Probably the best thing about The South is its food. And what’s even better is when that food leaves The South for the rest of the world. Such is Gus’s World Famous Fried Chicken, which has made its way to Los Angeles. Of course, some might say Los Angeles is south, but it sure isn’t The South, which make’s Gus’s all the more lovely in it’s little corner adjacent to Koreatown (fine, Crenshaw).
The place had so many different options of fried chicken combinations and I ended up getting the two piece dark meat snack. This included a leg and a thigh (which is strangely typically part of the leg) and a piece of white bread for some unknown Southern reason. But I also got an a la carte breast so that I could understand how Gus’s does white meat and a big old mac and cheese.

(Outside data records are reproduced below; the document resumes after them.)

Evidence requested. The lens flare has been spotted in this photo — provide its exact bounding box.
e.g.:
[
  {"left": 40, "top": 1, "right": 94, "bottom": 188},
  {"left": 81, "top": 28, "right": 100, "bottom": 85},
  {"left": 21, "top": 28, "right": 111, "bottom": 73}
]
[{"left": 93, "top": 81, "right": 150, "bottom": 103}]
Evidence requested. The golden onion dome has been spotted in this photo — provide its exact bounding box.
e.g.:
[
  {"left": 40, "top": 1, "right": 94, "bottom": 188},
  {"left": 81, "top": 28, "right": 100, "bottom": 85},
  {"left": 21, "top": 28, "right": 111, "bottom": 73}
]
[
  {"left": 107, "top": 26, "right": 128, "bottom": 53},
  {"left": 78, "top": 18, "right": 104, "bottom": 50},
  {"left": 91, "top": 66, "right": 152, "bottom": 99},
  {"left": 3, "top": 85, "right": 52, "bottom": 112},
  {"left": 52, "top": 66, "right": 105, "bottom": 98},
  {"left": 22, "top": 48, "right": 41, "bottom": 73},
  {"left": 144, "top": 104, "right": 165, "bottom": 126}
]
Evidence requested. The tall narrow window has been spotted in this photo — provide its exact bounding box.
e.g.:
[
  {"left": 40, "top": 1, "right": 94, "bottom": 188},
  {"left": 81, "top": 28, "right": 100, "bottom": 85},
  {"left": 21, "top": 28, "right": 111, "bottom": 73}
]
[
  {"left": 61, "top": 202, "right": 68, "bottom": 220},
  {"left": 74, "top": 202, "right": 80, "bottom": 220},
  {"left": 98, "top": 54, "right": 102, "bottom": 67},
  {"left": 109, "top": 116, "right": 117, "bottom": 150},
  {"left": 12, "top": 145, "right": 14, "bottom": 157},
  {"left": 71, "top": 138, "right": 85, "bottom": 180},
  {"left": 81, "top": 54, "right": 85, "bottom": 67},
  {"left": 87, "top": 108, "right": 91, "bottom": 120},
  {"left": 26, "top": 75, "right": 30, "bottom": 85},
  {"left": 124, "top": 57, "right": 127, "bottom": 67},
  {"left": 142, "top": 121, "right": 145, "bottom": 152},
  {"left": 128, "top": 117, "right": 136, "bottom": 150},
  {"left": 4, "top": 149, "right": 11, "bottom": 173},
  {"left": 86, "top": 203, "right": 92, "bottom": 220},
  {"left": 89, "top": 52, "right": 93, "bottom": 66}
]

Now I should mention that Gus’s fried chicken is called “hot and spicy” but it’s definitely not spicy compared to Buffalo chicken or Nashville hot chicken. There is, nonetheless, a tiny bit of a kick to the batter. But when it comes to that batter, it is really just perfect, combining that hint of spice with a thick and crusty bite that left me wanting to eat the batter on its own. This, by the way is not an insult to the chicken, which was almost perfectly moist. I say almost because the breast was just so damn thick that the middle parts were just a tad dry. But then, that’s why I went with two pieces of dark and only one of white.
The mac and cheese, though, was badass. It was super cheesy and packed with cheesy flavor (unlike some restaurant mac and cheese that weirdly requires salt or hot sauce to make it edible). Plus, the noodles were actually macaroni and were cooked to a tenderness that seemingly only a great Southern restaurant can attain.
Gus’s World Famous Fried Chicken lived up to its name, and if I’m ever in need of some of that fried up good stuff I know where to go.